Ensuring x64 compliance of custom ASM-function in clang-cl

Question

Ensuring x64 compliance of custom ASM-function in clang-cl

56 Views Asked by Juliean At 19 March 2024 at 13:43

For my custom compiled native x64 JIT-code, I have certain instrinsic functions. A lot of them are just called from my code, thus I will generate with my own compiler. Some of them however are directly called from c++-code, and thus I want to have them be compiled inside a static-lib, so that they can at least be linked statically, if not inlined.
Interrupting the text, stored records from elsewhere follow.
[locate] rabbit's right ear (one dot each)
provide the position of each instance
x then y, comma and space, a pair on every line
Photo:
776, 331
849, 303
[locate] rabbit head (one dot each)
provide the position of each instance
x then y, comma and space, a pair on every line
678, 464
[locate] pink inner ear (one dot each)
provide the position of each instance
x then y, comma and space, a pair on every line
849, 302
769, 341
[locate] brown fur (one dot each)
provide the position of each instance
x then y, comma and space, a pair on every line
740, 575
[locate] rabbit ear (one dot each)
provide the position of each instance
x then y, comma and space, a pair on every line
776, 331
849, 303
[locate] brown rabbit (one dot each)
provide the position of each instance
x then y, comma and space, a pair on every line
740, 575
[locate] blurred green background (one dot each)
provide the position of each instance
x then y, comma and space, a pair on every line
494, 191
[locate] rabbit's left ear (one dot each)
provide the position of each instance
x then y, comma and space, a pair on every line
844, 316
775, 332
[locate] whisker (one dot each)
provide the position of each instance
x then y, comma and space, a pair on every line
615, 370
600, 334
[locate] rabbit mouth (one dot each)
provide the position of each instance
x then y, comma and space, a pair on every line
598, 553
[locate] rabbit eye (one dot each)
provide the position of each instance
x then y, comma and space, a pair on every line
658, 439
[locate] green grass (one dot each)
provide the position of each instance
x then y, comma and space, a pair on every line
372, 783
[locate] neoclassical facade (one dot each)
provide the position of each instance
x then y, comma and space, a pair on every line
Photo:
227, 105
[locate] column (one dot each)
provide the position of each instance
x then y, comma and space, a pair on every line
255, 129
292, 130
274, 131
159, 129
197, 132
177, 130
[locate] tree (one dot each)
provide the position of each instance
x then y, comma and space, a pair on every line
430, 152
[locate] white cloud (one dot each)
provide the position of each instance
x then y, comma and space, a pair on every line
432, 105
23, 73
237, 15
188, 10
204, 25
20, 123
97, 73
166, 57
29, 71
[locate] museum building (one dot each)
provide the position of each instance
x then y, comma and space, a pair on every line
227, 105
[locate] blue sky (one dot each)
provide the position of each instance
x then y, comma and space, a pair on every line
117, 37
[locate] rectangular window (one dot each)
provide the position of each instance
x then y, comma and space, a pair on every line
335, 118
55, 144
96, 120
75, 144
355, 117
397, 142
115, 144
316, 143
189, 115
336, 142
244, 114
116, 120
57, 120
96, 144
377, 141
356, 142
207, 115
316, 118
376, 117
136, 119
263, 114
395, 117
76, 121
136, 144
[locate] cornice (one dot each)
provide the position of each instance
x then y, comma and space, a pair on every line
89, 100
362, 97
I need to use inline-assembly for those functions, as they perform actions that cannot be expressed in regular C++, like setting a non-volatile register from a function-input. However, the function itself must behave like a regular x64-function - it needs a prolog/epilogue, and it must have the necessary unwind-information to support stack-traces and exception-handling. Thus I cannot use MSVC (which is my native compiler), so I decided to make a static lib with clang-cl in Visual Studio instead. The best I got so far is the following:

void interruptEntry(void* pState, const char* pAddress)
{
    __asm
    {
        // load state into RBX
        mov rbx,rcx
        // load callstack-top into RDI
        mov rax,[rbx]
        mov rdi,[rax]

        // call address
        call rdx
    };
}

This will generate the proper prolog, epilogue and all required unwind-information. However, it critically lacks the 32 bytes of shadow-space that are necessary by x64 (which pAddress needs to be called by):

Acclimate Engine.dll!interruptEntry(void *, const char *):
 push        rdi  
 push        rbx  
 mov         rbx,rcx  
 mov         rax,qword ptr [rbx]  
 mov         rdi,qword ptr [rax]  
 call        rdx  
 pop         rbx  
 pop         rdi  
 ret

Keep in mind, while this code is generated via clang-cl, the DLL is linked with MSVC. The static-lib is compiled with O2 (set from the VisualStudio-project page).

Things I've tried:

Modifying RSP manually, with sub RSP,32. This results in a frame-pointer register being established, as the compiler will count this as a dynamic stack allocation. This adds too much overhead to make it worth using a statically compiled function in the first place
Similarily, I could reference "pState" directly in asm (mov rbx,pState), this will cause the shadow-space to be added - but also, pState will then be copied onto the stack, and loaded into rbx from that stack location, instead of the register. This once again defeats the purpose of what I am doing here.
Calling "pAddress" as a function-pointer directly, after the asm-block. This will still not result in any difference in code-gen
Using normal asm(), or extended asm, in combination with "attribute((naked))". That will not generate the prolog/epilogue, which I can write myself - but then the unwind-information is missing. clang-cl seems to not understand any of the unwind-data directives, like .allocstack or .pushreg, resulting in a "error : unknown directive" - regardless of in which type of asm-block it's being used.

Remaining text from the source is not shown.